Retire Soviet-era fighter jets: Bereaved kin of Jammu-based IAF pilot
IAF pilot flight lieutenant Advitiya Ba, who hails from Jinder Mehlu village, close to the Indo-Pak international border in the RS Pura sector of Jammu district, was killed when his jet crashed during a training sortie in Rajasthan’s Barmer
The bereaved family of 26-year-old flight lieutenant Advitiya Bal, who died after a twin-seater MiG-21 aircraft of the Indian Air Force crashed in Rajasthan’s Barmer on Thursday night, have urged the defence minister to immediately ground the Soviet-era fighter jets before another life is lost.
The IAF pilot’s uncle Kamaljeet Bal said, “We can only appeal the defence minister to stop using MiG 21 jets before another crash takes away yet another precious life,” he said.

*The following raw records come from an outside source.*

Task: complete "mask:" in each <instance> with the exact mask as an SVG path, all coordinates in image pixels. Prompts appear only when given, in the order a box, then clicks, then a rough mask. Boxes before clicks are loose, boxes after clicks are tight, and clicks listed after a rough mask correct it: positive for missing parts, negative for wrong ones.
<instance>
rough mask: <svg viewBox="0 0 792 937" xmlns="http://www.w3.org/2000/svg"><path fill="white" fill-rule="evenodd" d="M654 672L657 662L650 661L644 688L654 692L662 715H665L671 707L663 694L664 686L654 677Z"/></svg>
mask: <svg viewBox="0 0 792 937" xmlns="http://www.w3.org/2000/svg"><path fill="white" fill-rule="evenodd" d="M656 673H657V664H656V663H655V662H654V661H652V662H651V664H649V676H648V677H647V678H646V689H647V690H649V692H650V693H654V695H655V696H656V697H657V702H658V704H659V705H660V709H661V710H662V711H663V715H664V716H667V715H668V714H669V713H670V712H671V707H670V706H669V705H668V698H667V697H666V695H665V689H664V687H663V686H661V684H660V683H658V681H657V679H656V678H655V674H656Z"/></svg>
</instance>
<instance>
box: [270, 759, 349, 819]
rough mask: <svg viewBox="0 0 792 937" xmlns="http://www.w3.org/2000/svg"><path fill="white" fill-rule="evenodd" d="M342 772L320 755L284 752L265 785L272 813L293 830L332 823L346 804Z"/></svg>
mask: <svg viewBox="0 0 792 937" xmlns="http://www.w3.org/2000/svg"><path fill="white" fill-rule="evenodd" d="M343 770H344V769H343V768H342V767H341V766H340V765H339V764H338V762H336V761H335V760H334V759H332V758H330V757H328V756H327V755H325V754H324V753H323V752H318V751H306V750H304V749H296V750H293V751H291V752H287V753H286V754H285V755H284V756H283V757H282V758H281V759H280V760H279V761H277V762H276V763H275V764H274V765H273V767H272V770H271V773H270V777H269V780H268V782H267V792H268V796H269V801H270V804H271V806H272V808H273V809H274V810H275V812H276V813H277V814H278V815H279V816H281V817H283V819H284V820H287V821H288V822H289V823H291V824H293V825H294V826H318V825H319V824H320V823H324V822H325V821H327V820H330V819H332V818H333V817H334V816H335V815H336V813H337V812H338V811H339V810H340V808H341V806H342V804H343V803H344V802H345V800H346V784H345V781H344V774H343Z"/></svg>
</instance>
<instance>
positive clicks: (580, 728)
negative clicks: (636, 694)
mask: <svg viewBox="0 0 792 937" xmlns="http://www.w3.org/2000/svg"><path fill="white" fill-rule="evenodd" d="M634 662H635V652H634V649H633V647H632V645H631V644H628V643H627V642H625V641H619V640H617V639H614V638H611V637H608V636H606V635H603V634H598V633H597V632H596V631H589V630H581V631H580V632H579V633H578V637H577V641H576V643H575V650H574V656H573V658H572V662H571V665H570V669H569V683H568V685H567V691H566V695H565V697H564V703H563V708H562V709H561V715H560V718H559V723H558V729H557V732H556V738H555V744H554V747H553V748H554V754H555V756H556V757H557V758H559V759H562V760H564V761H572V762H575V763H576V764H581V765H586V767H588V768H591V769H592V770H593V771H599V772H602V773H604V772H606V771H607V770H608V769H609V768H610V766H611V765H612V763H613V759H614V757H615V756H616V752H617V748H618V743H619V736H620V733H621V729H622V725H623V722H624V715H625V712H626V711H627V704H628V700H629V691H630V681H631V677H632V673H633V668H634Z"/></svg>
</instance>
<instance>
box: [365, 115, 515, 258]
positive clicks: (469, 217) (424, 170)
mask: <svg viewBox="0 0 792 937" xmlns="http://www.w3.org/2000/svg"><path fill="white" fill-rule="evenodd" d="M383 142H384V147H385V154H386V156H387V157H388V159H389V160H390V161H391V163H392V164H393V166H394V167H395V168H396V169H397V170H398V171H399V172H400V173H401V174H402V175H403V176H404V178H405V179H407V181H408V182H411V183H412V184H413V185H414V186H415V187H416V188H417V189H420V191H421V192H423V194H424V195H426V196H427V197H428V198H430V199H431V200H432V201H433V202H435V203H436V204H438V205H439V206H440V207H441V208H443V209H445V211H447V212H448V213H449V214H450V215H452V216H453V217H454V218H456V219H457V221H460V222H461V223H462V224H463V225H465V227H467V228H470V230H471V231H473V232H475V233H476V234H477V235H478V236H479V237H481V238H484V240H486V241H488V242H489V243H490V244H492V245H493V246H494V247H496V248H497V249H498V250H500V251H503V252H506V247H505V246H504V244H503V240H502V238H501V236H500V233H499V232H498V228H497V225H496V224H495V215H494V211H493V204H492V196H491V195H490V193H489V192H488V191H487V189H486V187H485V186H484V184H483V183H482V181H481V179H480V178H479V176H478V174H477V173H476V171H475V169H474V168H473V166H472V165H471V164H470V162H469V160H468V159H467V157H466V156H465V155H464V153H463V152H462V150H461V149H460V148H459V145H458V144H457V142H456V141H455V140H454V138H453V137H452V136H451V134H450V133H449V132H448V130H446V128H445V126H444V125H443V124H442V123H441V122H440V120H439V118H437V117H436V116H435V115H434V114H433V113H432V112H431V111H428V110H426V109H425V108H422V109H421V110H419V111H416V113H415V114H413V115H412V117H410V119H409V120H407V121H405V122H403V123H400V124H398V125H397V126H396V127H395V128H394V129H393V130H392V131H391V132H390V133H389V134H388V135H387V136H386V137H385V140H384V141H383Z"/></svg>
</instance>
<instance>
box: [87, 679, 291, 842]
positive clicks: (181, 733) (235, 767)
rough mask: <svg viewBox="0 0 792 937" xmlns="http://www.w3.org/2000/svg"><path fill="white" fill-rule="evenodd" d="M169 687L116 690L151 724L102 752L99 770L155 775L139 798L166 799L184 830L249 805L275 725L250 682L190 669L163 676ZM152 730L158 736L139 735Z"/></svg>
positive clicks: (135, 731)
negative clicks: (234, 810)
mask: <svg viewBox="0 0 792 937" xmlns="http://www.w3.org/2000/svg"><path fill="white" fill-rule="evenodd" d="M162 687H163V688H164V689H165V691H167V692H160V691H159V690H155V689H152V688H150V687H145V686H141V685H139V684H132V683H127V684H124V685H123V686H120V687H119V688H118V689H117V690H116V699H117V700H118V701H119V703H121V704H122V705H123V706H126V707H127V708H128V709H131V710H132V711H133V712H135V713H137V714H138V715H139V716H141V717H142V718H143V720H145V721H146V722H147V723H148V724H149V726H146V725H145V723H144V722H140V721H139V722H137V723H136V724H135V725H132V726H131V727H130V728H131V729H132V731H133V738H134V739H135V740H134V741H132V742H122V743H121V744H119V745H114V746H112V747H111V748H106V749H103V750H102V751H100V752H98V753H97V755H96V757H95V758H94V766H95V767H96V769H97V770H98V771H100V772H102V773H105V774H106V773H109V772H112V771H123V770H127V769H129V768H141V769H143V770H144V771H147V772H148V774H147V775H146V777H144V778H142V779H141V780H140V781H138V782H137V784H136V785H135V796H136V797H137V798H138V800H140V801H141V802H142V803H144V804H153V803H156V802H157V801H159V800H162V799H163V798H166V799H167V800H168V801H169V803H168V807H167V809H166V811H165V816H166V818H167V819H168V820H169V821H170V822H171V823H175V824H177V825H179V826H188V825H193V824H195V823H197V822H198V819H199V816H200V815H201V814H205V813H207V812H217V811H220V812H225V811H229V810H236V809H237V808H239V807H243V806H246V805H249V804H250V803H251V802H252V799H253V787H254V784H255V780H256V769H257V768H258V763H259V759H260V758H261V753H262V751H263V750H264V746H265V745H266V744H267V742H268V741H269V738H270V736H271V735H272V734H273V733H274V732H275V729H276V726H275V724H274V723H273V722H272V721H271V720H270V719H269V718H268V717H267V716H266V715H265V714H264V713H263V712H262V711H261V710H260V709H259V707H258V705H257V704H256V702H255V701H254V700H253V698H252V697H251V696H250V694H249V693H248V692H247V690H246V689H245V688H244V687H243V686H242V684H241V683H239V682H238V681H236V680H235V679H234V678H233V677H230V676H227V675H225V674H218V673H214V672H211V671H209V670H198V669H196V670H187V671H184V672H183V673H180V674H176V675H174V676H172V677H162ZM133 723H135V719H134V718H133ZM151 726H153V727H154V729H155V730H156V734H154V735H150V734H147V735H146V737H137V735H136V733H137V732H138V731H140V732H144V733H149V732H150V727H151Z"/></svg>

Bal, who hails from Jinder Mehlu village, close to the Indo-Pak international border in the RS Pura sector of Jammu district, was killed when his jet crashed during a training sortie. Wing Commander M Rana of Himachal Pradesh was also killed in the crash.
“We are proud of him. He has brought fame to his village and all of Jammu. His father and I were in the army, and he, too, always dreamt of joining the armed forces as a fighter pilot. An alum of Sainik School, Nagrota, he was commissioned through the National Defence Academy (NDA) in 2014. He passed the Indian Air Force Academy, Hyderabad, in 2018. Though his dream has come true, he is not with us anymore,” said Kamaljeet Bal, who remembered Advitiya Bal as an energetic young man, charged with the idea of serving his country.
“Ours is a joint family. Advitiya is survived by his grandparents, parents, younger brother, apart from my family and I. It is an irreparable loss for our family,” he added.
Advitiya’s inconsolable mother Praveen Bal said, “I had spoken to him on Thursday afternoon. I had advised him to take a nap as her had to go on a training sortie. I wish he had not taken the sortie, as he would have been alive today.”
“My son was a saintly soul, a very simple boy and had never hurt anyone in his life. His maternal grandfather used to call him a sadhu. My son is gone now, and there seems to be no purpose to life anymore,” she added.
Over the years, the ageing MiG-21 aircrafts have come to be known as “flying coffins” because of frequent crashes. Since 1970, around 170 pilots and 40 civilians have been killed in MiG-21 accidents. The IAF will be retiring one more squadron of the MiG-21 Bison aircraft by September 30, and phase out the remaining fleet by 2025.